BRUSSELS – European Union leaders agreed early Friday to impose sanctions on dozens of senior officials in Belarus accused of falsifying presidential election results and leading a crackdown on peaceful protesters, after unblocking a veto against the move by one of the EU’s smallest member countries.
In an embarrassing standoff, Cyprus had insisted that its EU partners take action against Turkey for its energy exploration work in disputed waters off the Mediterranean island nation’s coast before it would agree to the Belarus sanctions.
But after several hours of talks into the night, the leaders agreed on a strong statement of support for Cyprus, as well as for Greece, and a stern warning to Turkey that it could face punitive measures if it continues the undersea drilling work.
“We have to decided today to implement the sanctions," European Council President Charles Michel told reporters after chairing the summit in Brussels. “It’s very important to do what we decided a few weeks ago,” and to send a signal that “we are credible.”
Michel said that a special written procedure would be launched on Friday to impose sanctions on about 40 Belarus officials.

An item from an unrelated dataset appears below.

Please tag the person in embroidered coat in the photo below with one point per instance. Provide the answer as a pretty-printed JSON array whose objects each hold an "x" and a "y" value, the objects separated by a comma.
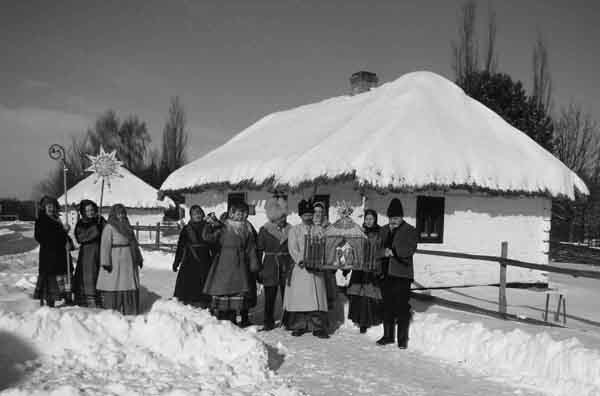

Belarusian President Alexander Lukashenko "is not on the current list. But we will follow the developments," Michel said. The leader once dubbed Europe’s last dictator could be added to the list at a later date, should he refuse to enter into talks with the opposition, EU diplomats have said.
The political row has tarnished the EU’s image. It is also unusual in that all 27 EU member countries, including Cyprus, reject the result of the Aug. 9 election that returned Lukashenko to power for a sixth term. They all want a new election and agree that sanctions should be slapped on several officials.
Ahead of the summit, Dutch Prime Minister Mark Rutte said “it is bad that we cannot make it work.”